3D printing is no longer a secret to many people in the design field (especially product and packaging). While this technology is still new, it has gotten to the point where there are some legitimate consumer options that small businesses or individuals may consider purchasing. What we’re looking to find out is is it worth it and what should I be looking for? I’m taking a dip into these questions, hope it gives you a few answers.
So first, you might be asking yourself what the advantages of buying a 3D printer are. One big advantage is the ability to truly customize objects to the way you want them represented. In today’s individual focused society many people are looking to make themselves (and the things they have) truly stand out from their mass produced generic counterparts. Another more professional and practical reason is for rendering concepts or prototypes of products or designs for presentations much more quickly and efficiently. Turnaround times can be much more condensed when your company or you can cut out certain logistical issues like ordering molds to be cast and waiting for a manufacturer to produce and ship a prototype.

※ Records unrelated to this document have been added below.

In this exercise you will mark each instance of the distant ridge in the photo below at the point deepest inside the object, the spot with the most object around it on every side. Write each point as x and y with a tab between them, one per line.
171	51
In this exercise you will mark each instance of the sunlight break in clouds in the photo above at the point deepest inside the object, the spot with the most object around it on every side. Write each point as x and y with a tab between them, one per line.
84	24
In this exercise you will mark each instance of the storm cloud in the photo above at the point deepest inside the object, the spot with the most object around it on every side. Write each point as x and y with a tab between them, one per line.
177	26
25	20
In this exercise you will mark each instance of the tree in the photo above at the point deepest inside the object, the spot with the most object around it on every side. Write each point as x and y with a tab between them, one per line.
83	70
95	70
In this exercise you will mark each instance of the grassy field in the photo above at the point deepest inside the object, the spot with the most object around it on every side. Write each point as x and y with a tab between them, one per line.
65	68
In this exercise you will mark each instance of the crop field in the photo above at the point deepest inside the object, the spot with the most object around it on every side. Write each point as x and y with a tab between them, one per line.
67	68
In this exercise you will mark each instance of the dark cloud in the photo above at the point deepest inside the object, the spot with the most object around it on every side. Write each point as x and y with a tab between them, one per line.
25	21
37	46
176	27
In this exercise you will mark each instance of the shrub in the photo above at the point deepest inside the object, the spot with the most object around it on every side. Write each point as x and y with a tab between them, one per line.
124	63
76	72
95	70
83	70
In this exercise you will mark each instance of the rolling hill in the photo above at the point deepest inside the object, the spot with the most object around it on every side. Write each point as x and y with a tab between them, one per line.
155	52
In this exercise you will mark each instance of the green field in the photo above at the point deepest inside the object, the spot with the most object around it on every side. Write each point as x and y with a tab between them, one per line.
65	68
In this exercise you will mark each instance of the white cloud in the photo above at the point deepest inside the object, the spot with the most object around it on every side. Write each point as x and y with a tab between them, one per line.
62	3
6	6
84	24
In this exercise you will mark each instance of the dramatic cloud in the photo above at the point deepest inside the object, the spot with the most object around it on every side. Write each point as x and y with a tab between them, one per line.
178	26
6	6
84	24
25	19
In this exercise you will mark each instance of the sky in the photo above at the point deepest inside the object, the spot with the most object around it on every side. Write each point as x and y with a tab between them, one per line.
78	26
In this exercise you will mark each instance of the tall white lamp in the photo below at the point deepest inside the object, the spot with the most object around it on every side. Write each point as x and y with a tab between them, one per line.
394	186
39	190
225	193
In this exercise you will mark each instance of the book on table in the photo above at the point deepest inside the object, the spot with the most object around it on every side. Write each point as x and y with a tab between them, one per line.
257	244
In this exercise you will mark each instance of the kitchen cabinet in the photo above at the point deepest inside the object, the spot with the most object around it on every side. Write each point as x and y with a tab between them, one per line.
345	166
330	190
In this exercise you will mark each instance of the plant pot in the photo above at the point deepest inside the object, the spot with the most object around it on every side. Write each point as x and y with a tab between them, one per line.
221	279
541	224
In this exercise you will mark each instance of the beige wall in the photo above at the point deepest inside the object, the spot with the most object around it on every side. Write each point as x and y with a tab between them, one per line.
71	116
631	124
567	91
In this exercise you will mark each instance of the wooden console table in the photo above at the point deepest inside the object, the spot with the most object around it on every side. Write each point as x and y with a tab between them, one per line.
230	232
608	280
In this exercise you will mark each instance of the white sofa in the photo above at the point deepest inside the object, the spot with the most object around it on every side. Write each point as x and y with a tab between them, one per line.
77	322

Most likely these will be torn apart by a group of higher-ups or clients and need to be refined again and again anyway. Having the ability to produce models or prototypes “in-house” can prove much easier.
The downside could lie in the cost of materials to produce your designs and prototypes. Although it may take more time, when you send a prototype design off to a manufacturer they already have the materials necessary stockpiled and are able to buy in bulk so they can pass the savings onto their client (you). If you’re only producing one or two versions of your design – depending on what it is your producing – you may be forced to pay full price for materials bought on a small scale. Also, many of us have seen these incredible objects created by 3D printers and assume that if we buy a consumer level printer between $700-$2000 we will be able to produce these fantastic gems. The truth is, those examples you’ve probably seen have been produced by high-end manufacturer level 3D printers.